Euler is a modular lending protocol that allows anyone to create customized lending markets. Unlike monolithic lending platforms, Euler enables permissionless market creation with configurable risk parameters, oracles, and collateral rules.
How it works
Euler v2 introduced a modular architecture built around vaults. Each vault is an independent lending market with its own collateral requirements, interest rate models, and risk parameters. This modularity means vault creators can tailor markets to specific use cases.
Vaults can be configured to accept specific collateral types, use particular oracle feeds, and set custom liquidation thresholds. This flexibility enables markets for assets that wouldn't fit into one-size-fits-all lending pools.
The Ethereum Vault Connector (EVC) links vaults together, allowing users to use positions in one vault as collateral in another. This creates composability between isolated markets while maintaining risk separation.
Vault types
Euler supports multiple vault configurations. Some vaults are permissionless — anyone can supply and borrow. Others are permissioned, restricting access to approved participants for compliance or risk management reasons.
Governed vaults have parameters controlled by governance or designated managers. Ungoverned vaults lock parameters at deployment, providing immutability guarantees for users who prefer fixed rules.

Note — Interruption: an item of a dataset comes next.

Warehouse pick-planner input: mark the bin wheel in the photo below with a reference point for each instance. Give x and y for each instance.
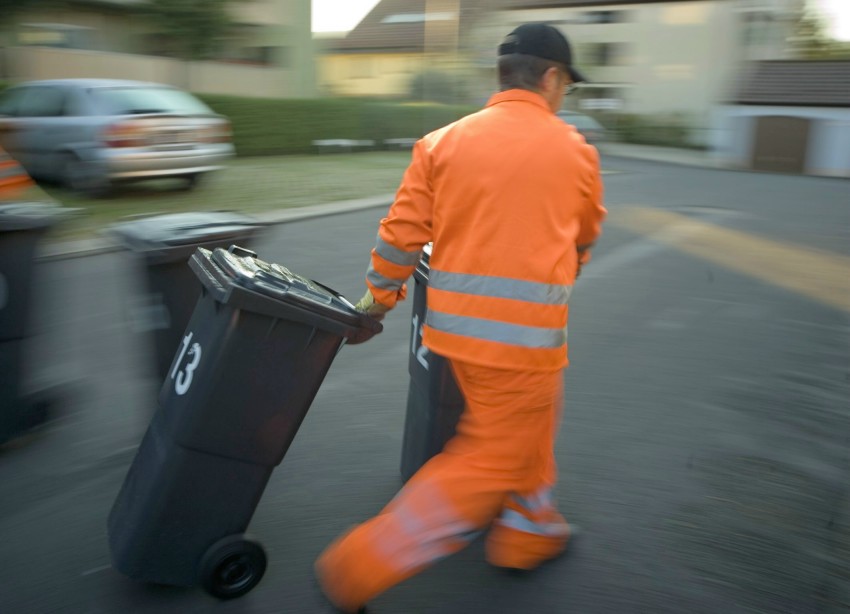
(232, 566)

While both enable isolated markets, Euler's EVC creates cross-vault composability. Positions in one vault can collateralize borrowing in another, enabling more capital-efficient strategies.
Supplying and borrowing
Suppliers deposit assets into vaults and receive shares representing their position. These shares earn yield as borrowers pay interest. The interest rate adjusts algorithmically based on utilization.
Borrowers deposit collateral and borrow against it up to the vault's loan-to-value limit. If collateral value drops relative to debt, positions become liquidatable. Liquidators repay debt and receive collateral at a discount.
Risks to understand
Smart contract risk is present in any DeFi protocol. Euler v2 is a new architecture — while audited, new systems carry additional uncertainty compared to battle-tested code.
Oracle risk matters because liquidations depend on accurate pricing. Vault creators choose oracles, so the reliability of price feeds varies by market.
Governance risk exists in governed vaults where parameters can change. Ungoverned vaults avoid this but sacrifice flexibility.